A mantenere il barile in zona 80 dollari contribuiscono svariati fattori, tra cui quelli di carattere industriale (la crescente domanda dei mercati asiatici, con Cina e India che fanno la parte del leone) e quelli di natura finanziaria. "Hedge funds e banche d'investimento giocano un ruolo determinante nel finanziamento di gran parte delle esplorazioni più recenti e inoltre il petrolio è diventato un bene di rifugio per gli speculatori dei futures", è l'opinione di Tom Kloza, direttore di Opis Net, ritenuto uno dei più grandi esperti petroliferi americani. E sebbene le energie rinnovabili stiano guadagnando terreno sui carburanti tradizionali, i petrolieri non hanno troppo di che preoccuparsi.

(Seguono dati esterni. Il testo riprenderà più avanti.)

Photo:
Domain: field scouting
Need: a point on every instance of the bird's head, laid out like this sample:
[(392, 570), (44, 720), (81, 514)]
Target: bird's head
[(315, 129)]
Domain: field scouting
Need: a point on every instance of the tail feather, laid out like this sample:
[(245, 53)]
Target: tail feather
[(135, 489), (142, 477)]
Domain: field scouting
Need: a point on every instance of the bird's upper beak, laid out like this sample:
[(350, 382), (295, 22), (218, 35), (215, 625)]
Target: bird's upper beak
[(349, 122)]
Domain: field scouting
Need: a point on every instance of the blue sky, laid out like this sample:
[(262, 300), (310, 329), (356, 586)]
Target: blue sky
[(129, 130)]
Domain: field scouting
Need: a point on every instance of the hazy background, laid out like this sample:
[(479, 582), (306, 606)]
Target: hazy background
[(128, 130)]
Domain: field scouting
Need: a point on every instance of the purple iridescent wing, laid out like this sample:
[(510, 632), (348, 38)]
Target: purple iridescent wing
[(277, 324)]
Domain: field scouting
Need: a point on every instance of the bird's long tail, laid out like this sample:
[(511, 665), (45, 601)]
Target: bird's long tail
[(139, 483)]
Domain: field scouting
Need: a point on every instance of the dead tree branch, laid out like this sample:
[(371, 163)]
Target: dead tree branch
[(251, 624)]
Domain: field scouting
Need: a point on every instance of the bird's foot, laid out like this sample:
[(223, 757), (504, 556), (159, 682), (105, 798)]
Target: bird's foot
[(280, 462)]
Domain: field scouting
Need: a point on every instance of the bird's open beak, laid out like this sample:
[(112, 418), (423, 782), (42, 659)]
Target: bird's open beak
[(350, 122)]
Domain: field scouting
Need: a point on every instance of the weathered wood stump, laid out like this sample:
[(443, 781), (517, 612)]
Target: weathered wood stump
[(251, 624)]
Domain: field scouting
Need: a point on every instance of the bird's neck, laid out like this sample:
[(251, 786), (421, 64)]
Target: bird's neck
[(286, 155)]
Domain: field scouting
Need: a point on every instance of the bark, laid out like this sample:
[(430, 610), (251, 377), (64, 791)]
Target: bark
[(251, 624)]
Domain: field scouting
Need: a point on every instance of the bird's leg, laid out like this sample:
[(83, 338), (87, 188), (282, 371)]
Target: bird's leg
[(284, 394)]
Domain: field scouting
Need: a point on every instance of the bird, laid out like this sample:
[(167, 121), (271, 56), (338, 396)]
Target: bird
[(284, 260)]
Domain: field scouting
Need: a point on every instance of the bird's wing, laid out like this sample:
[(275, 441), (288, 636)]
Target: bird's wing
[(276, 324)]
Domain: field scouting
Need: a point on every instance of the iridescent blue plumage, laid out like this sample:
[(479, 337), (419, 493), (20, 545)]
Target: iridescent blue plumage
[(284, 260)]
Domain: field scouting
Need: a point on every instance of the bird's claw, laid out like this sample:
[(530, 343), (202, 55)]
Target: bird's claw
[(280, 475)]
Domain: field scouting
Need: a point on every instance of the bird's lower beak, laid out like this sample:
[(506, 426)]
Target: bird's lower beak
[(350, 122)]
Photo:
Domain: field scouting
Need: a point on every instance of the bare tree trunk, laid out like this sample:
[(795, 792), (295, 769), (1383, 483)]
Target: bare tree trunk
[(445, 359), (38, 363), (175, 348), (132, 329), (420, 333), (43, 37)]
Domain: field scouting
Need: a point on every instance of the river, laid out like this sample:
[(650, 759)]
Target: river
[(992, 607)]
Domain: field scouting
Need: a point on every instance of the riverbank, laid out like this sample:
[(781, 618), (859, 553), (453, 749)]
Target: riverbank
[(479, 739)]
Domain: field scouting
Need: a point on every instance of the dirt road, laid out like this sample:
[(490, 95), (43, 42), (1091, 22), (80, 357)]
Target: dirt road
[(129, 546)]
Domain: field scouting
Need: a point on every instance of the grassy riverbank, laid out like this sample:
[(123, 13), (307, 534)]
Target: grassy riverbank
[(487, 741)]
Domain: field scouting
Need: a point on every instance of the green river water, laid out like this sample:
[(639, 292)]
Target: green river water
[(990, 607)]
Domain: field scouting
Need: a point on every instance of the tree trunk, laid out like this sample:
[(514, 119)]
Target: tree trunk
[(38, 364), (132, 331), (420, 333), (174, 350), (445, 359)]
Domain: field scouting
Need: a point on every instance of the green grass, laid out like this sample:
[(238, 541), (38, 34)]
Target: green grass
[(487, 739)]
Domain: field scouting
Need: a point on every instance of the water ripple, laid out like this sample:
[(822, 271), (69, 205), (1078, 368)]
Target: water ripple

L'Eia calcola infatti che fino al 2030 il petrolio rappresenterà il 78 per cento del consumo energetico globale. Nel 2008, la Goldman Sachs - sbagliando - prevedeva che il prezzo del greggio al barile sarebbe salito sopra i 200 dollari. Adesso nessuno azzarda più avanzate così clamorose, neppure sotto la spinta possente dei Paesi in via di sviluppo. "L'Iran, che deve al petrolio il 70-80 per cento delle sue entrate, ha basato la sua legge finanziaria per l'anno in scorso su un prezzo intorno ai 60 dollari al barile", sottolinea Di Carluccio. L'Eni lo immagina vicino ai 65 dollari (e intanto, in quattro anni, metterà in pista 41 nuovi campi, che daranno utili già col greggio a 40 dollari). Gli analisti di Barclays Capital ritengono che potrebbe chiudere il 2010 intorno agli 85 dollari e quelli di Julius Baer, che hanno da poco rialzato le stime, lo vedono salire fino ai 95 dollari del 2013. Più caldi gli analisti di Credit Suisse: per loro, il barile di petrolio sarà già in area 100 dollari a metà del 2011. Passerà di moda, prima o poi, l'oro nero. Non tanto alla svelta, però.